Denver Homeless Out Loud v. Denver, Colorado.
No. 21-1025. D.Colo. Judge McHugh. Homeless Encampments Sweeps—Preliminary Injunction—Preclusive Effect of Prior Settlement Agreement—Jurisdiction—Preservation—Claim Preclusion.
May 2, 2022
The City and County of Denver (Denver) banned unauthorized camping on public or private property. In 2016, people affected by these sweeps filed a class action against Denver and certain city officials in the US District Court for the District of Colorado in Lyall v. City of Denver, 319 F.R.D. 558 (D.Colo. 2017). Lyall was resolved in 2019 with a settlement that set forth detailed protocols for Denver’s future enforcement of the camping ban and released a broad range of city parties from present and future liabilities.
Sweeps continued post-Lyall, and Denver Homeless Out Loud, an advocacy organization, and several people experiencing homelessness (collectively, the DHOL plaintiffs) filed a putative class action and corresponding motion for preliminary injunction. The DHOL plaintiffs contended that the homeless encampment sweeps conducted or authorized by Denver and other city officials (collectively, the Denver defendants) violated their procedural due process rights. They alleged that the Denver defendants seized and summarily destroyed property belonging to the DHOL plaintiffs without providing adequate notice before the seizure and destruction of property. The Denver defendants filed a motion to dismiss based on the preclusive effect of the Lyall settlement agreement. The district court struck the motion for procedural defects. After expedited discovery, the court conducted a three-day evidentiary hearing on the preliminary injunction motion. The Denver defendants did not raise the preclusive effect of the Lyall settlement agreement in opposition to the preliminary injunction. Without considering whether the Lyall settlement agreement barred the claim, the district court granted an injunction based on its finding that the procedural due process claim was likely to succeed. The injunction requires the Denver defendants to satisfy additional notice and procedural requirements before conducting future sweeps. About two months later, the Denver defendants filed a motion to dismiss, arguing the Lyall settlement agreement precluded the due process claim under the doctrines of collateral estoppel and res judicata. While that motion was pending, the Denver defendants filed this interlocutory appeal.

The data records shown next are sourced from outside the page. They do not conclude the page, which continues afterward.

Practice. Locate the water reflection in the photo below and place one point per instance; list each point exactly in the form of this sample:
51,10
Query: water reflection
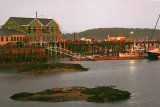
140,77
132,65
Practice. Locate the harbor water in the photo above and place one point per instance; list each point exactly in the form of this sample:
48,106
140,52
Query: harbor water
140,77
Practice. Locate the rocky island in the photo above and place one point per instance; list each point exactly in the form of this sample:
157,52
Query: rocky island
97,94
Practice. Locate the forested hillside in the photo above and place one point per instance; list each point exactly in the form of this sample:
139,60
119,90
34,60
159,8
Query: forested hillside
102,33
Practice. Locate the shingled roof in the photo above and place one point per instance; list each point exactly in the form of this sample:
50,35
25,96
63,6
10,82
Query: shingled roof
117,35
25,21
44,21
7,32
22,21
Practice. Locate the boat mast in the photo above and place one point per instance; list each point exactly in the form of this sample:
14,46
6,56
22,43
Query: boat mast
155,27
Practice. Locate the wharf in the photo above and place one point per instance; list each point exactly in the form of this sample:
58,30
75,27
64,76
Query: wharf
111,58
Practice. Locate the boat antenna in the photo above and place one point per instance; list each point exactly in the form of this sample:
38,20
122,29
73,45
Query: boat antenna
155,27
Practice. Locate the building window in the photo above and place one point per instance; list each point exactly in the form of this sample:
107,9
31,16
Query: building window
14,38
47,30
43,30
6,38
52,29
39,30
11,38
34,38
20,38
17,38
29,29
56,38
57,30
43,38
34,29
2,39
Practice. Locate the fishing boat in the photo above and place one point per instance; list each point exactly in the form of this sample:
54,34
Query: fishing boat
86,58
135,52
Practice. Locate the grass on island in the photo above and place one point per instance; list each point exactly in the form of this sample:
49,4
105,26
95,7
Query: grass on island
42,67
98,94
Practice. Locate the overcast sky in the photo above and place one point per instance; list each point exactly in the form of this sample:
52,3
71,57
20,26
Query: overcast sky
80,15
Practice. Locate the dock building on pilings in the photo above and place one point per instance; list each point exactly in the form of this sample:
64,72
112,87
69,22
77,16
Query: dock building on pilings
24,30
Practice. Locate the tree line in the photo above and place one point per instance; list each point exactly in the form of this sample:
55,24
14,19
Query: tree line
102,33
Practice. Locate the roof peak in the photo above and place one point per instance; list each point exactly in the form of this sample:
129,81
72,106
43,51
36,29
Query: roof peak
29,18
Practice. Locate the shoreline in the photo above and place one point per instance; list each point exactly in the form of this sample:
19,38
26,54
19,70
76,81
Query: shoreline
98,94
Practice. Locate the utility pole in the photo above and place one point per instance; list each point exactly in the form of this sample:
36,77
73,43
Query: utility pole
37,26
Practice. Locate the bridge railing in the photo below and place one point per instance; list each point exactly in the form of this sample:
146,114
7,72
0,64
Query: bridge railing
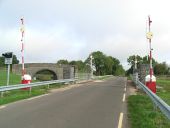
20,86
164,107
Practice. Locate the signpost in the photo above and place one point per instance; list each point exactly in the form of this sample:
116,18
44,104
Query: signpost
91,66
8,60
150,79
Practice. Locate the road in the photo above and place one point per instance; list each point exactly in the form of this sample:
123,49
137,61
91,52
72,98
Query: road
89,105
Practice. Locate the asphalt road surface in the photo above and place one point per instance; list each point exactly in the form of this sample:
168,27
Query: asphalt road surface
97,104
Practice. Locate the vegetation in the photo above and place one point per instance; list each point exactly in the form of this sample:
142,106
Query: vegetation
103,64
14,79
15,95
142,113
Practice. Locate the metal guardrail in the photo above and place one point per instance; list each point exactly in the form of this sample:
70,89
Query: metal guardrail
20,86
164,107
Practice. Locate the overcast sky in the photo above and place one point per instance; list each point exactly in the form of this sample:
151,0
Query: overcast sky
72,29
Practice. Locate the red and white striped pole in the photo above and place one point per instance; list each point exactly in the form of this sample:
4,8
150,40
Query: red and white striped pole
150,48
22,48
150,80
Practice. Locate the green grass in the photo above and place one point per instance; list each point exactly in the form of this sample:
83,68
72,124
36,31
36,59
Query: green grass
142,113
14,79
164,91
15,95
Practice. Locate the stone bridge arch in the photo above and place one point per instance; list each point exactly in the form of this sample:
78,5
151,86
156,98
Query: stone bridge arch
36,74
59,71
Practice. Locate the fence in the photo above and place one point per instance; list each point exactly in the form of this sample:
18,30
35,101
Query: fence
164,107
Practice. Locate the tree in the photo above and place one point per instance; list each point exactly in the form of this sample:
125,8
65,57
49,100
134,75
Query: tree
62,61
105,65
79,64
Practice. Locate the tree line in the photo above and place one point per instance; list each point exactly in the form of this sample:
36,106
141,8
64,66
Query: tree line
102,64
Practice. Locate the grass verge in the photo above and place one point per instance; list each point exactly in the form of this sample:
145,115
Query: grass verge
142,113
16,95
164,89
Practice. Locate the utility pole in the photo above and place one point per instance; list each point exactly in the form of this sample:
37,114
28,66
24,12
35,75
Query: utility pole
150,80
91,67
22,43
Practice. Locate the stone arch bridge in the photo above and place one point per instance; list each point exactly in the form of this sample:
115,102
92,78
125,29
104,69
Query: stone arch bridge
58,71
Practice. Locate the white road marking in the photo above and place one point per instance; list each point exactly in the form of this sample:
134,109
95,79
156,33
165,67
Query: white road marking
37,97
124,96
120,120
1,107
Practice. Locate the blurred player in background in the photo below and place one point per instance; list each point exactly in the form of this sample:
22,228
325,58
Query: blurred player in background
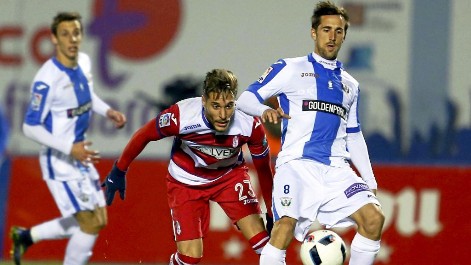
58,116
320,133
206,165
4,135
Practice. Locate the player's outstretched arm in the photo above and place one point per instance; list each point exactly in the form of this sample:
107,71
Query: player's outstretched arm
115,181
118,118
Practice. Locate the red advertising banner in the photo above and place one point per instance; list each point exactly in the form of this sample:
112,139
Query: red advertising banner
426,208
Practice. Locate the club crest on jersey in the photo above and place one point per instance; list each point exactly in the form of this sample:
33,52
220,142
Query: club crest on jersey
36,101
178,229
286,201
164,120
267,72
235,141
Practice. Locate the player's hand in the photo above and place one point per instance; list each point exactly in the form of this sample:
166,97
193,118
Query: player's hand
118,118
83,154
272,116
269,219
115,181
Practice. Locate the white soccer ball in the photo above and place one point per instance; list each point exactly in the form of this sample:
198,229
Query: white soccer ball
323,247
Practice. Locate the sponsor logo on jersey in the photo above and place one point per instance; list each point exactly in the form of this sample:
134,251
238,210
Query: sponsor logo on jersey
36,101
345,88
79,110
164,120
267,72
247,201
192,127
322,106
286,201
355,188
235,141
217,152
309,75
329,63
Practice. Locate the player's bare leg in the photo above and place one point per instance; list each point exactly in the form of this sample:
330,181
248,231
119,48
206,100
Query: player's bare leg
366,243
189,252
282,234
253,228
80,245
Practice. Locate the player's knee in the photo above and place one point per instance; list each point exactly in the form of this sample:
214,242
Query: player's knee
373,225
285,225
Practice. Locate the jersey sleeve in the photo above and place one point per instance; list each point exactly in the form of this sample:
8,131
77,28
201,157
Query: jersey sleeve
40,103
353,121
164,125
271,82
260,151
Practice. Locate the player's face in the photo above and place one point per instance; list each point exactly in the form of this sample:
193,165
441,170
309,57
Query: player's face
67,42
329,36
218,109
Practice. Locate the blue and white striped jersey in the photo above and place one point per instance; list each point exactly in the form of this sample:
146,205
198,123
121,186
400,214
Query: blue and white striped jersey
61,105
321,98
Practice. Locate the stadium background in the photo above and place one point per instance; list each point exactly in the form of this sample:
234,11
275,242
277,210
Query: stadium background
412,59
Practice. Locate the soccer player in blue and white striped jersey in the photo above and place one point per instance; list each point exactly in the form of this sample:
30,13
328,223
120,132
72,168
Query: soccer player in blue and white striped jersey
58,116
321,135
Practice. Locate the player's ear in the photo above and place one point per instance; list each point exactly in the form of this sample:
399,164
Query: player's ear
313,34
53,39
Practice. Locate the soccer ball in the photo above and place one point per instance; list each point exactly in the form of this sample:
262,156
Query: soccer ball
323,247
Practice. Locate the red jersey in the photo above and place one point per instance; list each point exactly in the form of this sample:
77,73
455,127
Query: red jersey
200,154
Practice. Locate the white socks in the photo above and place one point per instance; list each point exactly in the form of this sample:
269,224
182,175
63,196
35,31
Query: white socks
55,229
272,256
79,248
363,250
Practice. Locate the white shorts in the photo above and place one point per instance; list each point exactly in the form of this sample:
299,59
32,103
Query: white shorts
76,195
307,190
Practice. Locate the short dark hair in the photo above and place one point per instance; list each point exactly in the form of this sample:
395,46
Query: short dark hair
220,80
325,8
65,16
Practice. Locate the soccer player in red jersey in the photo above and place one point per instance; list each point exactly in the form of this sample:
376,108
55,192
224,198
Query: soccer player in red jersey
206,164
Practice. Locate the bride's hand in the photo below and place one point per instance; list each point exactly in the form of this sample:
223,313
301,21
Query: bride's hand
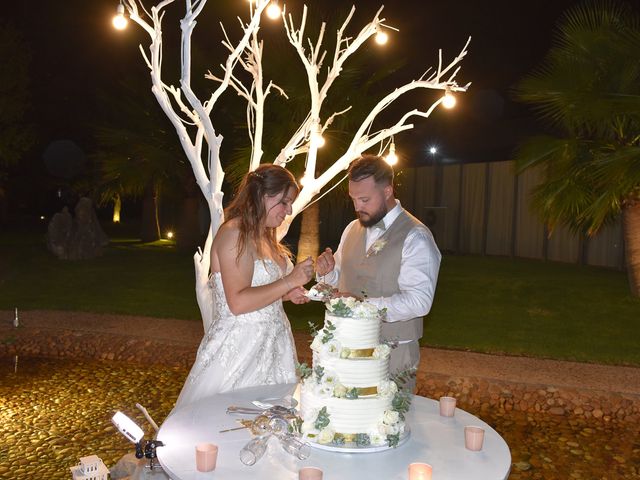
325,262
298,296
301,273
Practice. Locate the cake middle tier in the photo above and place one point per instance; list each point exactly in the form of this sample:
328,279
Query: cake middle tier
355,372
356,333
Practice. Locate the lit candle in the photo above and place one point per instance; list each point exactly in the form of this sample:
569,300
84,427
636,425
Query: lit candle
420,471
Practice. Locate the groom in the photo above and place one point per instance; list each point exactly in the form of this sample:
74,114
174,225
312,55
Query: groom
387,255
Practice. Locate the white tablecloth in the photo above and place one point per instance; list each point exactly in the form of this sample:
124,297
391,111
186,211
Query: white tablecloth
436,440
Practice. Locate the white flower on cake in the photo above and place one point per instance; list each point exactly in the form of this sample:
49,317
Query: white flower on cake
339,391
385,429
317,342
387,388
364,310
331,348
382,351
326,435
390,417
377,438
323,391
351,307
376,247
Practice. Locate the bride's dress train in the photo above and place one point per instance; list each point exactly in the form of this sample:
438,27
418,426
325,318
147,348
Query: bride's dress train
244,350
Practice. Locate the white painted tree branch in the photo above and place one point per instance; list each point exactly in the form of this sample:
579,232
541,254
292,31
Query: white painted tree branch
192,120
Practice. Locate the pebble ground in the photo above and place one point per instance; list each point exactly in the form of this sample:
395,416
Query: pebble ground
52,412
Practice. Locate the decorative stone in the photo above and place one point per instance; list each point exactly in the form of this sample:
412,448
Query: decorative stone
76,238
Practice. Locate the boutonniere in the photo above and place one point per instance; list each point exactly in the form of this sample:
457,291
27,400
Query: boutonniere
376,247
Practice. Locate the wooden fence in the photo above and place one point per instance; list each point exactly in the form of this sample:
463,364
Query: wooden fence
484,208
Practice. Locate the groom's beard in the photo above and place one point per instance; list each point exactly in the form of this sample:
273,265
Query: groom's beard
367,220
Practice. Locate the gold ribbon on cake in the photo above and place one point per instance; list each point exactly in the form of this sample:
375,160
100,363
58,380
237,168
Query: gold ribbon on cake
362,391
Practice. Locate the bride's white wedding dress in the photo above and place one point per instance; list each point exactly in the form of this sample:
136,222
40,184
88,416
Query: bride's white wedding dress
244,350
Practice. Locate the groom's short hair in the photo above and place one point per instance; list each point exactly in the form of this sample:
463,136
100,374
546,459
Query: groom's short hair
371,165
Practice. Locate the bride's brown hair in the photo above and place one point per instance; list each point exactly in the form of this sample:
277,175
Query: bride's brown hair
248,206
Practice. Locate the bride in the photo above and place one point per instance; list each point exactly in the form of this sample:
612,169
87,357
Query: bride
249,341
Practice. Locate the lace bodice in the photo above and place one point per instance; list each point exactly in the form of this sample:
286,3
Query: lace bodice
265,271
237,351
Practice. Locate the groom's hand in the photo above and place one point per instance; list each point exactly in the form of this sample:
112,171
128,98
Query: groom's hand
325,263
298,296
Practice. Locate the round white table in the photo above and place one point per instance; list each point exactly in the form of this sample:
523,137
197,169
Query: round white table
436,440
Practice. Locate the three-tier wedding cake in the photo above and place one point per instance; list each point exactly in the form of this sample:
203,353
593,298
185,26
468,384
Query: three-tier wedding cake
347,397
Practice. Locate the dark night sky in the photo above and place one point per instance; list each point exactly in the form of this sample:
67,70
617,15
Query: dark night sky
77,54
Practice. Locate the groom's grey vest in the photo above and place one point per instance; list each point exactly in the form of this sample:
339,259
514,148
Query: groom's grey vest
376,275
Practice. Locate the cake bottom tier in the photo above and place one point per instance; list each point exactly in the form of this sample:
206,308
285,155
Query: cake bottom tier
361,415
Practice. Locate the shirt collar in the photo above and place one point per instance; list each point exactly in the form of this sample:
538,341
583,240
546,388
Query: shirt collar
391,215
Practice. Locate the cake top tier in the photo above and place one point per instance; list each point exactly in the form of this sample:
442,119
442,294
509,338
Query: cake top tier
352,308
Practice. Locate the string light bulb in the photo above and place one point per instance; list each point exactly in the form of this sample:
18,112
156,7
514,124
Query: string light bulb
391,157
304,181
317,140
448,101
381,36
273,10
119,20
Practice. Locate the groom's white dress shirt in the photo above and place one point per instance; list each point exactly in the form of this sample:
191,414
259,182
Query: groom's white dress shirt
418,270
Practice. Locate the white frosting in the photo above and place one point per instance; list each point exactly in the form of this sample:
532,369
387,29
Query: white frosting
360,415
355,372
367,413
356,333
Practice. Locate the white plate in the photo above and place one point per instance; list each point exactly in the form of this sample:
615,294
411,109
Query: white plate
353,449
287,402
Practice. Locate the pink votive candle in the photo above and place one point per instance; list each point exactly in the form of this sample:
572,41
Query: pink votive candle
447,406
473,438
206,457
420,471
310,473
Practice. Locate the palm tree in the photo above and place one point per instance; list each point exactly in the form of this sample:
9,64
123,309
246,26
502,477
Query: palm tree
138,157
588,91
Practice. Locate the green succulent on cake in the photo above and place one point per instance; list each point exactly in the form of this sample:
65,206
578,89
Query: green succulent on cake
393,440
362,440
303,371
322,420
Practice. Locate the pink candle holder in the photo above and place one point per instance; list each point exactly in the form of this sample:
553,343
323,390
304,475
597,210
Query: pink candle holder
473,438
447,406
206,457
310,473
420,471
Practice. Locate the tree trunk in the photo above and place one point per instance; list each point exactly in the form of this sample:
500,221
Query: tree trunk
117,207
150,228
309,241
631,228
188,233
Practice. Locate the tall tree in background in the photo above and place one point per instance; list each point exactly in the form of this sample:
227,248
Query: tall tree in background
243,72
588,90
138,156
16,135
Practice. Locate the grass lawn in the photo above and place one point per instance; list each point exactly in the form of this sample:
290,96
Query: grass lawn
487,304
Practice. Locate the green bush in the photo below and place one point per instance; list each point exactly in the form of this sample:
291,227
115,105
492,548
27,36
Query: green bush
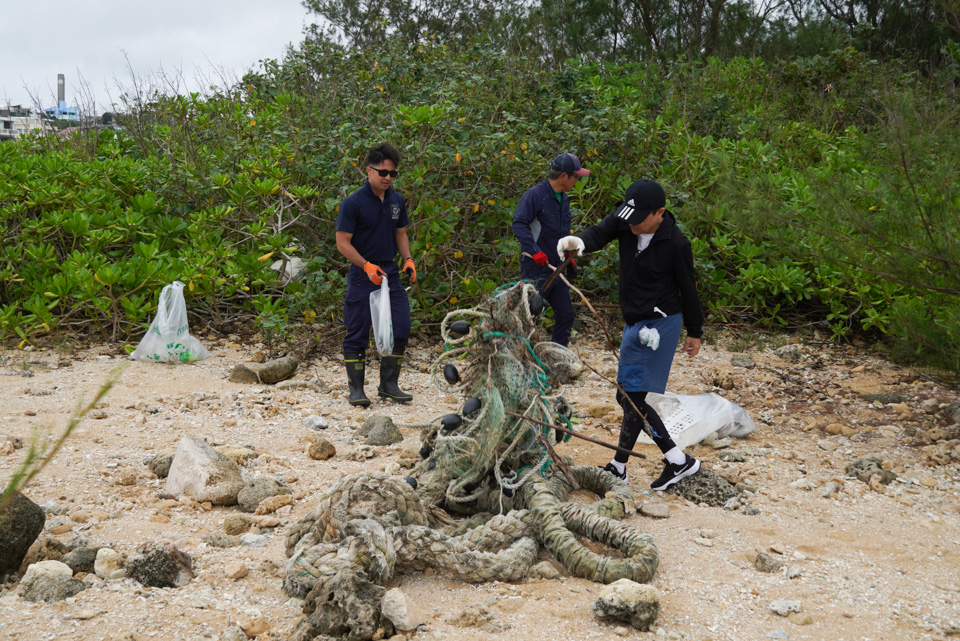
817,191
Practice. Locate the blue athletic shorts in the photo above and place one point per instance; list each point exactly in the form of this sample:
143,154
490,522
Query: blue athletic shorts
641,368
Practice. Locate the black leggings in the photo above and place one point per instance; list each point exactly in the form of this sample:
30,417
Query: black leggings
633,424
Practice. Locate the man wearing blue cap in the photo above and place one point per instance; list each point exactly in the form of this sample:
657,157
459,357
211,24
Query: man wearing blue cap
542,218
658,296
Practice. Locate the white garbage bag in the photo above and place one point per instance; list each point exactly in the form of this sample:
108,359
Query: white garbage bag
690,418
381,319
168,340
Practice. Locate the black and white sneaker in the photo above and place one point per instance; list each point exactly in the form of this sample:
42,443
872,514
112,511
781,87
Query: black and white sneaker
620,475
673,473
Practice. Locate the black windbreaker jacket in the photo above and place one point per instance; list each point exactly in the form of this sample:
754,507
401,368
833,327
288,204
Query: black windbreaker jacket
660,276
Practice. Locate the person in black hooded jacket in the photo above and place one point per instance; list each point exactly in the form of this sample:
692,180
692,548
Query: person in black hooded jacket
658,294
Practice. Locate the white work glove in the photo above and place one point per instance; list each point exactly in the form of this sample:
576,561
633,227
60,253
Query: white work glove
570,244
650,337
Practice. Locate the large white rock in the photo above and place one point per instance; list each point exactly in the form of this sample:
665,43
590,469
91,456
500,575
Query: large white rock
203,473
44,568
398,608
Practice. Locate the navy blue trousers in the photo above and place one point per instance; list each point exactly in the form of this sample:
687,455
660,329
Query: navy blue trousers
356,309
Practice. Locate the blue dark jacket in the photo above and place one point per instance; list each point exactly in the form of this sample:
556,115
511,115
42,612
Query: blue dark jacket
539,223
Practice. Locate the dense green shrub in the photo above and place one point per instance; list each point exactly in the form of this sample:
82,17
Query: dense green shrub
818,192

Though the Denver defendants did not assert or argue the preclusion defense, the Tenth Circuit opted to exercise its discretion to consider the defense, even though jurisdiction to enforce the Lyall settlement agreement rests with state courts. The Tenth Circuit concluded that the DHOL plaintiffs are unlikely to succeed on the merits of their procedural due process claim because the Lyall settlement agreement expressly releases the Denver defendants from the instant procedural due process claim, which arises from the same municipal custom of sweeping homeless encampments at issue in Lyall. Accordingly, the DHOL plaintiffs’ procedural due process claim was claim-precluded.
The Tenth Circuit then reviewed the district court’s grant of a preliminary injunction for abuse of discretion, which occurs where a decision is premised on an erroneous conclusion of law or where there is no rational basis in the evidence for the ruling. Here, without argument from the Denver defendants, the district court did not evaluate the preclusion defense when it analyzed whether the DHOL plaintiffs’ procedural due process claim was likely to succeed on the merits. The court legally erred by (1) not finding that the DHOL plaintiffs’ procedural due process claim was precluded, and (2) holding a precluded claim was likely to succeed on the merits. Further, the court failed to consider record evidence of potentially dispositive terms in the Lyall settlement agreement, so its conclusion lacked a rational basis. Accordingly, the district court abused its discretion in ruling that the first preliminary injunction factor weighed in the DHOL plaintiffs’ favor. Because a movant must stablish four factors before a preliminary injunction can issue, the district court also abused its discretion by granting the preliminary injunction.
The order was vacated and the case was remanded for further proceedings.